DFP-10917 in Combination With Venetoclax in Relapsed or Refractory Acute Myeloid Leukemia

This Phase I/II trial evaluates the safety and preliminary efficacy of DFP-10917 combined with venetoclax in relapsed or refractory acute myeloid leukemia. DFP-10917 is given as a 14-day continuous IV infusion every 28 days, alongside a 14-day oral course of venetoclax following an initial dose ramp-up. The initial phase tests a starting dose of 4 mg/m²/day of DFP-10917 with 400 mg daily of venetoclax. The Data Monitoring Committee reviews toxicity after one treatment cycle. If DLTs are minimal, more patients are added to confirm safety. If the lower dose level shows tolerability, it proceeds to the Phase II expansion to assess the treatment's effectiveness against leukemia using a Simon's two-stage design, targeting up to 17 participants.

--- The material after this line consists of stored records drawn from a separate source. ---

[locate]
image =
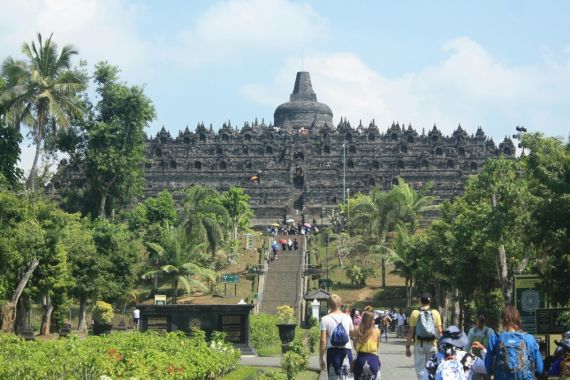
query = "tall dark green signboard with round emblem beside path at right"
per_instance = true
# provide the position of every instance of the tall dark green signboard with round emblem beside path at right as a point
(528, 299)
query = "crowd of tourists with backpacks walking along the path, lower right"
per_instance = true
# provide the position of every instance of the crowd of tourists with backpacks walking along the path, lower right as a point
(439, 353)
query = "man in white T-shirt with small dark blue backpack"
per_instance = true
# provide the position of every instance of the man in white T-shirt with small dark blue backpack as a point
(335, 342)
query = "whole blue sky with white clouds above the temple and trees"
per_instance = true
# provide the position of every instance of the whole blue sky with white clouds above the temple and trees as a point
(497, 64)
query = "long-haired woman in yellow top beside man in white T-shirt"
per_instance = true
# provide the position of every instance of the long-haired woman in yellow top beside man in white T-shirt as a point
(366, 343)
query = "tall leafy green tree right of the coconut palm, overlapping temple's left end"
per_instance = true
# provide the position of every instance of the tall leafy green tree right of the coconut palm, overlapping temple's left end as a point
(115, 140)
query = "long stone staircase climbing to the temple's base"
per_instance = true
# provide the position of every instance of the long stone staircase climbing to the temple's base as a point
(283, 279)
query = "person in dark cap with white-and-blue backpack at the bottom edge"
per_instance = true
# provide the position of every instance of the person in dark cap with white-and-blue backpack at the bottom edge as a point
(452, 361)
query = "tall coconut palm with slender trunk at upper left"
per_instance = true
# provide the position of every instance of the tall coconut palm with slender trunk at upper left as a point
(42, 91)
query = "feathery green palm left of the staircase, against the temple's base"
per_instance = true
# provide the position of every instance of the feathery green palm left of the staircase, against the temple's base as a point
(205, 219)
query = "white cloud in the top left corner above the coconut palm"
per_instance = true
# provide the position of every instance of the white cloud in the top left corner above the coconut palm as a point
(100, 29)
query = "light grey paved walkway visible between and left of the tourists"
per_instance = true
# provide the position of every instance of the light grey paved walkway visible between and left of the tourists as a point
(395, 364)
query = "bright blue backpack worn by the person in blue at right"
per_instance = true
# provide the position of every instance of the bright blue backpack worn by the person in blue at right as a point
(511, 357)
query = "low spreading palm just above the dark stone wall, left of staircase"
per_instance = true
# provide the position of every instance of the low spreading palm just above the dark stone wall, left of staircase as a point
(175, 262)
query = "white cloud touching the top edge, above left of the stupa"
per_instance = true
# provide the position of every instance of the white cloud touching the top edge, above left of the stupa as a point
(233, 29)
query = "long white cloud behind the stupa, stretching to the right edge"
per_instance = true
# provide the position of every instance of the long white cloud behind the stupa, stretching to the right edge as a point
(469, 86)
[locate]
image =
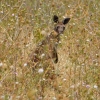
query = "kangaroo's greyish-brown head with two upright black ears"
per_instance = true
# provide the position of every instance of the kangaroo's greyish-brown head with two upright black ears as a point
(60, 26)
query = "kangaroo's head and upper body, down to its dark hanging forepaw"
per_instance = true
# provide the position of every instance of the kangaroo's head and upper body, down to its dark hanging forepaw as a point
(46, 50)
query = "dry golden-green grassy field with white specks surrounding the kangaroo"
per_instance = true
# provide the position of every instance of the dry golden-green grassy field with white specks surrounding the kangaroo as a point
(23, 23)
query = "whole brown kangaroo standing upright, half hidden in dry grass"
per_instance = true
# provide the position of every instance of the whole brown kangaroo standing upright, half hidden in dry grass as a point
(45, 55)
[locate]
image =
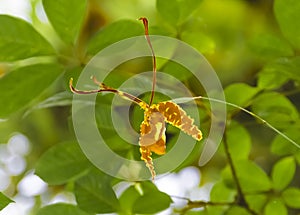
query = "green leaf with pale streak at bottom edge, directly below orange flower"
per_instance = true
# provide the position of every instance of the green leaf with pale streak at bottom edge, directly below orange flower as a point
(145, 198)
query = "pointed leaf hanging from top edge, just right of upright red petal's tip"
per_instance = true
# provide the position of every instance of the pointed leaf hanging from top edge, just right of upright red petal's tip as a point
(169, 10)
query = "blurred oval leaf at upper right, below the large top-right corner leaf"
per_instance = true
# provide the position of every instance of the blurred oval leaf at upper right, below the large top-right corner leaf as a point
(270, 46)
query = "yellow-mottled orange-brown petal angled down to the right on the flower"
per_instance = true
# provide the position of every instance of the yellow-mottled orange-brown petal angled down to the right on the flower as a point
(177, 117)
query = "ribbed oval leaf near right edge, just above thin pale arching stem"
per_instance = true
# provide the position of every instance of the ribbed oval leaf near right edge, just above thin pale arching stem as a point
(275, 108)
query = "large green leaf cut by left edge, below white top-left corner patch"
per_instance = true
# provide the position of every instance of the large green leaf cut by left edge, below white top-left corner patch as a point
(19, 40)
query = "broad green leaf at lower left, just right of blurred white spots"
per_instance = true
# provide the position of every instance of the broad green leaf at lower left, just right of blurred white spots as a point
(62, 163)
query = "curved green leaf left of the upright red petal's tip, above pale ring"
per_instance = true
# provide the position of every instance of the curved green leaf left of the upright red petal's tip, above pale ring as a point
(113, 33)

This study is a Phase I/II, open-label trial exploring dosage and expansion cohorts to assess the safety and preliminary efficacy of DFP-10917 in combination with venetoclax for patients with relapsed or refractory acute myeloid leukemia (AML). DFP-10917 will be administered as a 14-day continuous intravenous infusion starting on Day 1, followed by a 14-day rest period, during each 28-day cycle. This will occur concurrently with venetoclax, administered orally at a dose of 400 mg daily for 14 days following a dose ramp-up phase (100 mg and 200 mg on Day 1 and 2, respectively). In Phase I, the starting dose for DFP-10917 is 4 mg/m²/day, administered concurrently with 400 mg of venetoclax once daily for 14 days (Dose Level 1). The Data Monitoring Committee (DMC) will assess dose-limiting toxicities (DLTs) after three patients are enrolled at this dose level and the last patient has completed the 4-week safety assessment period (i.e., one cycle of the combination regimen). At Dose Level 1 (4 mg/m²/day of DFP-10917 with venetoclax 400 mg daily for 14 days), if none of the three patients experience a DLT, the study will enroll an additional three patients at this dose level to confirm the combination's safety and tolerability. If one out of three patients experiences a DLT, up to three additional patients may be enrolled. If one or fewer out of six treated patients experience a DLT at Dose Level 1, this dose will be declared the recommended Phase II dose (RP2D) and used in the Phase II expansion cohort. If two or more patients out of the total three to six patients at Dose Level 1 experience a DLT, the study will continue enrollment at Dose Level 1 (4 mg/m²/day of DFP-10917 for 14 days concurrently with venetoclax 400 mg daily for 10 days of each 28-day cycle) to determine the safety and tolerability of Dose Level -1. A patient who discontinues therapy during Cycle 1 without experiencing DLTs is considered evaluable for safety purposes only if all scheduled doses of DFP-10917 and at least 80% of the venetoclax doses were administered in the first cycle. Once the RP2D of DFP-10917 in combination with venetoclax is determined, the expansion cohort will begin enrollment to evaluate the anti-leukemia efficacy of this combination. A Simon's two-stage min-max design will be employed, with up to 17 patients expected to participate.